Written by: PP on 02/10/2014 23:59:52

It has been six years since the screamo supergroup United Nations were first revealed to us on their self-titled debut album, featuring Thursday's Geoff Rickley at his most volatile and coarse in terms of screaming, and a number of other names from well-established punk/hardcore/emo bands who had to remain anonymous for contractual reasons. That is still the case as we reach "The Next Four Years", their sophomore album, yet little has changed in terms of their soundscape over the years, suggesting it's largely the same troupe behind these eleven tracks.
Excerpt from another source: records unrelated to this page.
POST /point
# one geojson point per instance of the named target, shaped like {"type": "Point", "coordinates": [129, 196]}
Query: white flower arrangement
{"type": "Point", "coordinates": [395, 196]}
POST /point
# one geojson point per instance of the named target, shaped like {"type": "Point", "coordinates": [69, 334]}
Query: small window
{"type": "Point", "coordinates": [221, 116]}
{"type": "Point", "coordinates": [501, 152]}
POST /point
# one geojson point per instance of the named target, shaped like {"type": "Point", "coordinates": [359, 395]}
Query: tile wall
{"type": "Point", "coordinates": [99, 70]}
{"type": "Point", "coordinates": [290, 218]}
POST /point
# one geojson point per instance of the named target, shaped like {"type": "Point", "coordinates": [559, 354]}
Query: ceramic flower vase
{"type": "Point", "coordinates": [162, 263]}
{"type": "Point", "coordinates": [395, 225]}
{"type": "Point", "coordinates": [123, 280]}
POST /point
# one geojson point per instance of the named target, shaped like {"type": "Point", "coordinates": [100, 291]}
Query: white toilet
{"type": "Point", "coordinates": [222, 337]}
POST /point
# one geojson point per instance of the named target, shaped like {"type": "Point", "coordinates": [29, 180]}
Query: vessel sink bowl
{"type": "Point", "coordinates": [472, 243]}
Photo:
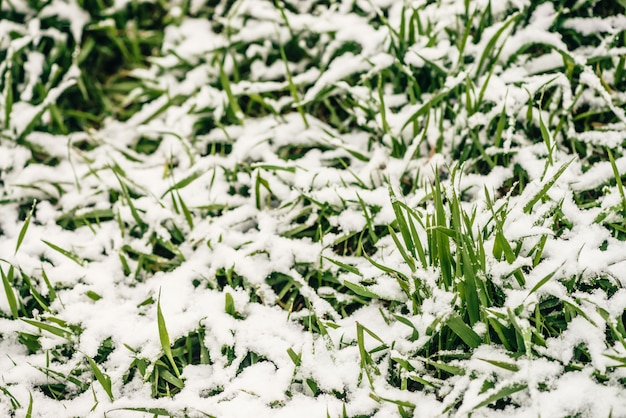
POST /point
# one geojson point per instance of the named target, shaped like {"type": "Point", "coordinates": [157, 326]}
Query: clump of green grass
{"type": "Point", "coordinates": [394, 191]}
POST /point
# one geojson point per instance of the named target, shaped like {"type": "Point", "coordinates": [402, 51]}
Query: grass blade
{"type": "Point", "coordinates": [165, 338]}
{"type": "Point", "coordinates": [8, 291]}
{"type": "Point", "coordinates": [20, 237]}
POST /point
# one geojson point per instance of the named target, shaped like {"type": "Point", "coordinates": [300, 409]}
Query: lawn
{"type": "Point", "coordinates": [312, 208]}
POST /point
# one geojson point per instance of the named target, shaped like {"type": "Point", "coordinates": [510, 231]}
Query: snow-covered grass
{"type": "Point", "coordinates": [312, 208]}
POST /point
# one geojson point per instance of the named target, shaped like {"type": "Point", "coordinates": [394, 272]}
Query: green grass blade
{"type": "Point", "coordinates": [460, 328]}
{"type": "Point", "coordinates": [8, 291]}
{"type": "Point", "coordinates": [24, 228]}
{"type": "Point", "coordinates": [52, 329]}
{"type": "Point", "coordinates": [103, 379]}
{"type": "Point", "coordinates": [502, 393]}
{"type": "Point", "coordinates": [165, 338]}
{"type": "Point", "coordinates": [528, 207]}
{"type": "Point", "coordinates": [75, 258]}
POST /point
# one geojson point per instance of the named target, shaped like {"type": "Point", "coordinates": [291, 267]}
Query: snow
{"type": "Point", "coordinates": [252, 234]}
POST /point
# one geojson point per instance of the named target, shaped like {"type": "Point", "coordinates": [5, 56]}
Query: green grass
{"type": "Point", "coordinates": [428, 215]}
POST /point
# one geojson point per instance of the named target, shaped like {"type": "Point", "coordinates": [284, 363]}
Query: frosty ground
{"type": "Point", "coordinates": [312, 208]}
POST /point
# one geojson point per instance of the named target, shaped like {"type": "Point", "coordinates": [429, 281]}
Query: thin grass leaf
{"type": "Point", "coordinates": [296, 358]}
{"type": "Point", "coordinates": [52, 329]}
{"type": "Point", "coordinates": [502, 364]}
{"type": "Point", "coordinates": [425, 108]}
{"type": "Point", "coordinates": [344, 266]}
{"type": "Point", "coordinates": [184, 182]}
{"type": "Point", "coordinates": [7, 281]}
{"type": "Point", "coordinates": [164, 337]}
{"type": "Point", "coordinates": [103, 379]}
{"type": "Point", "coordinates": [501, 394]}
{"type": "Point", "coordinates": [75, 258]}
{"type": "Point", "coordinates": [487, 52]}
{"type": "Point", "coordinates": [460, 328]}
{"type": "Point", "coordinates": [528, 207]}
{"type": "Point", "coordinates": [618, 178]}
{"type": "Point", "coordinates": [360, 290]}
{"type": "Point", "coordinates": [29, 411]}
{"type": "Point", "coordinates": [24, 228]}
{"type": "Point", "coordinates": [547, 138]}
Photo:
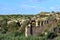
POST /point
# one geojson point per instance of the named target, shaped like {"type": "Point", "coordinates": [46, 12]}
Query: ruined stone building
{"type": "Point", "coordinates": [37, 26]}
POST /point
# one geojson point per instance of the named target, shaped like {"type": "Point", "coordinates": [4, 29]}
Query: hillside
{"type": "Point", "coordinates": [13, 26]}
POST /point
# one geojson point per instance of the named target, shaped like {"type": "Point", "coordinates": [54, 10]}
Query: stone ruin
{"type": "Point", "coordinates": [37, 26]}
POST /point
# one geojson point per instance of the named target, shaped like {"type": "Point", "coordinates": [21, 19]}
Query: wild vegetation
{"type": "Point", "coordinates": [11, 31]}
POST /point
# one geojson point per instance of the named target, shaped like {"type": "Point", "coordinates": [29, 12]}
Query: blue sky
{"type": "Point", "coordinates": [28, 6]}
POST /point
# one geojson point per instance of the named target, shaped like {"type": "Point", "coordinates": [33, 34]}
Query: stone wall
{"type": "Point", "coordinates": [40, 27]}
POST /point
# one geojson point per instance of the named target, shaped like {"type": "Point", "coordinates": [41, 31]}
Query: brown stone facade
{"type": "Point", "coordinates": [39, 27]}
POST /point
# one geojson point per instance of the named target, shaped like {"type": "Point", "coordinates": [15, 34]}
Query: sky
{"type": "Point", "coordinates": [28, 6]}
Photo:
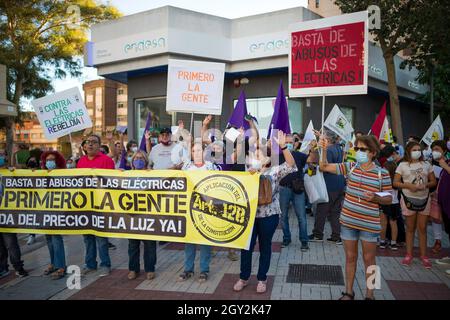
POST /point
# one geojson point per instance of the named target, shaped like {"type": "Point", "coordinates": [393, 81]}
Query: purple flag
{"type": "Point", "coordinates": [280, 118]}
{"type": "Point", "coordinates": [240, 111]}
{"type": "Point", "coordinates": [147, 127]}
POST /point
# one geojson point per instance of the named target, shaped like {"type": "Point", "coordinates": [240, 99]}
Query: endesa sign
{"type": "Point", "coordinates": [329, 56]}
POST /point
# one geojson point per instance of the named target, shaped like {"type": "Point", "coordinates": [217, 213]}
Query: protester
{"type": "Point", "coordinates": [335, 188]}
{"type": "Point", "coordinates": [415, 177]}
{"type": "Point", "coordinates": [197, 163]}
{"type": "Point", "coordinates": [139, 161]}
{"type": "Point", "coordinates": [443, 191]}
{"type": "Point", "coordinates": [52, 160]}
{"type": "Point", "coordinates": [94, 159]}
{"type": "Point", "coordinates": [292, 190]}
{"type": "Point", "coordinates": [267, 216]}
{"type": "Point", "coordinates": [360, 217]}
{"type": "Point", "coordinates": [390, 213]}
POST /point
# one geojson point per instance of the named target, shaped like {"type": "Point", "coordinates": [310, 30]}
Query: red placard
{"type": "Point", "coordinates": [328, 57]}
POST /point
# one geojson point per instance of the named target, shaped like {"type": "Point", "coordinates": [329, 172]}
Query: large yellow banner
{"type": "Point", "coordinates": [204, 207]}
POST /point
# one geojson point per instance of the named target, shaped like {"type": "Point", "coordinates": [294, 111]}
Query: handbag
{"type": "Point", "coordinates": [265, 190]}
{"type": "Point", "coordinates": [415, 204]}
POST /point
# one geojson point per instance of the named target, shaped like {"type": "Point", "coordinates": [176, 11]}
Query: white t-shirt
{"type": "Point", "coordinates": [415, 173]}
{"type": "Point", "coordinates": [165, 157]}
Album opener "Serious Business" sets the tone for the remainder of the album straight away with its abrupt explosion into straight up powerviolence / original screamo as if you were listening to a classic Saetia record or something. The only difference here is that with Rickley's explosive work with the microphone, the songs are faster, crazier, and definitely more chaotic than the classic late 90s 'skramz' sound as the colloquial term for the genre goes. The guitars are often tremolo-laden, recalling wave-style post-hardcore instrumentation, but just as often they go into stop/start sequences and punk inspired shredding as you'll hear on for example "False Flags". The chaos is almost never-ending, only intermittently interrupted by brief passages of melody, primarily originating from the tremolo guitars, but also occasionally from the semi-clean, haunting delivery by Rickley who continues to defy the odds and having a fully functional throat despite screaming in such a razor-sharp, piercing manner. I mean, if you though the original Alexisonfire records featured raw screaming like no other, then United Nations are sure to offer you a surprise throughout the course of the disc.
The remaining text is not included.